Cosine similarity measurement does not distinguish between these two aspects but can be applied to different types of embeddings to measure distinctive semantic relations. In this work, we have chosen three types of embeddings, which perform differently in pure semantic similarity (Hill et al., 2015; Agirre et al., 2009; Rubenstein and Goodenough, 1965) and relatedness (Finkelstein et al., 2001; Bruni et al., 2014) measures. Broadly speaking, wordnet embeddings measure pure similarity relations more accurately, while text embeddings are more sensitive to compute relatedness, and hybrid embeddings have been proven to be more robust for capturing semantic relations in general (Goikoetxea et al., 2016, 2018; García et al., 2020). Results in Section 5.3 illustrate the distribution of cosine measurements for both languages across five different ranges, revealing a clear tendency toward lower values for all types of embeddings.

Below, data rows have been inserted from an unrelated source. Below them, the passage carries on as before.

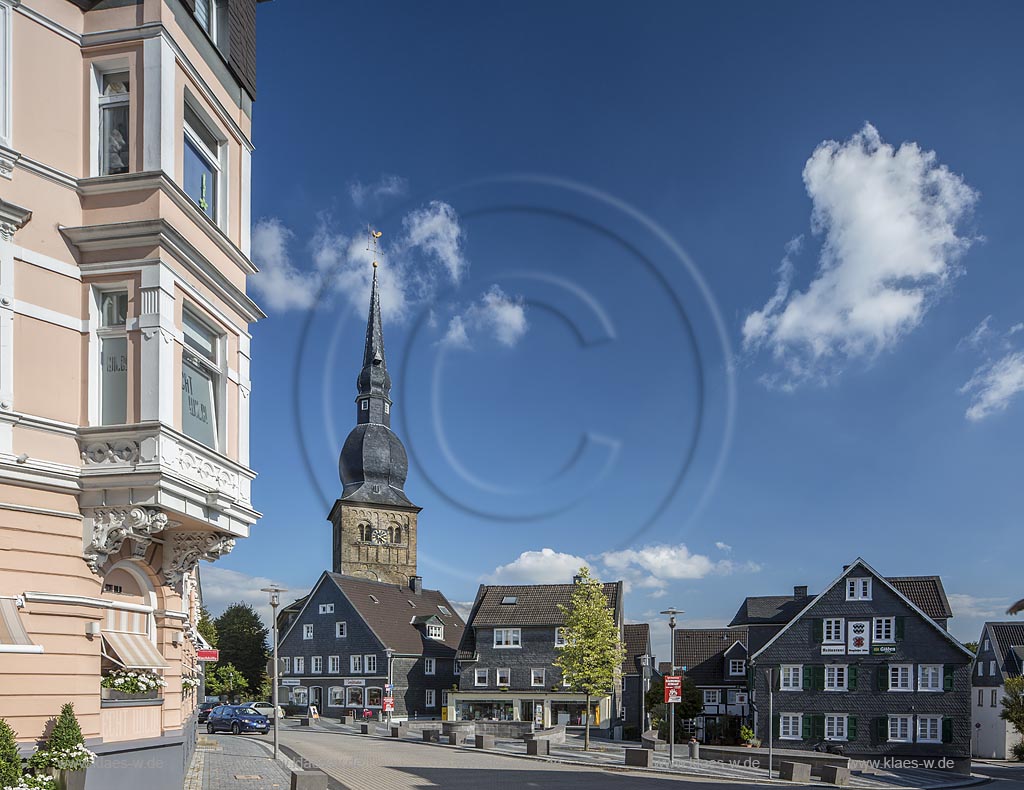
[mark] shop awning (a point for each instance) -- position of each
(13, 637)
(134, 651)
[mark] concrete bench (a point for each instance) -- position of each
(835, 775)
(640, 758)
(795, 772)
(308, 780)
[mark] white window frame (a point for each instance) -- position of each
(880, 627)
(834, 630)
(858, 588)
(833, 673)
(791, 677)
(833, 721)
(903, 674)
(791, 726)
(925, 723)
(900, 729)
(511, 638)
(931, 671)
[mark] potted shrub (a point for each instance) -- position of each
(133, 684)
(64, 755)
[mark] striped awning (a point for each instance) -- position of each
(133, 651)
(13, 637)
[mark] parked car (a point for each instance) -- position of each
(238, 719)
(266, 709)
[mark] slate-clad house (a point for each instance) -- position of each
(715, 659)
(636, 677)
(352, 636)
(868, 663)
(1000, 656)
(507, 660)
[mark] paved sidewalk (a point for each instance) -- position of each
(230, 762)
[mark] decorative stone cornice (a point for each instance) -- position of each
(113, 526)
(182, 550)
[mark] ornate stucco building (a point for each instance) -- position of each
(125, 161)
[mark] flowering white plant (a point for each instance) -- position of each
(133, 681)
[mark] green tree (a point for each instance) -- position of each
(242, 638)
(207, 627)
(593, 653)
(1013, 704)
(690, 707)
(225, 680)
(10, 761)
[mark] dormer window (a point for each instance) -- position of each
(858, 589)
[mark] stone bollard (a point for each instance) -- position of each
(640, 758)
(539, 747)
(308, 780)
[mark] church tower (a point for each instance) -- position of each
(374, 522)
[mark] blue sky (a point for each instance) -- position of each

4.2.4 Creation of word pair matrix

The final step in this work consisted of creating the noun pair dataset out of the feature dictionaries described previously. There are two conditions for noun pairing:

• First, the two nouns composing the pair must figure in the three types of embeddings.

• Second, the two nouns composing the pair must have the same length and share the same cluster in all four linguistic features.

All the nouns that met the first condition were traversed to find all possible pairs of nouns that also share the four linguistic features, as stated in the second condition. Every time a pair was set, featural values in concreteness, frequency, SND, and PND, as well as their cluster identification,¹⁴ were inserted in the dataset, along with the three types of similarity measurements. Altogether, each noun pair is followed by 19 columns which include the three types of similarity measurements, followed by both nouns' four features' cluster numbers and measurements.

5 Results

The present section aims to summarize the main results obtained during the whole dataset creation process, namely, feature dictionaries' sizes, embedding evaluation, similarity values' distribution and size of final similarity datasets.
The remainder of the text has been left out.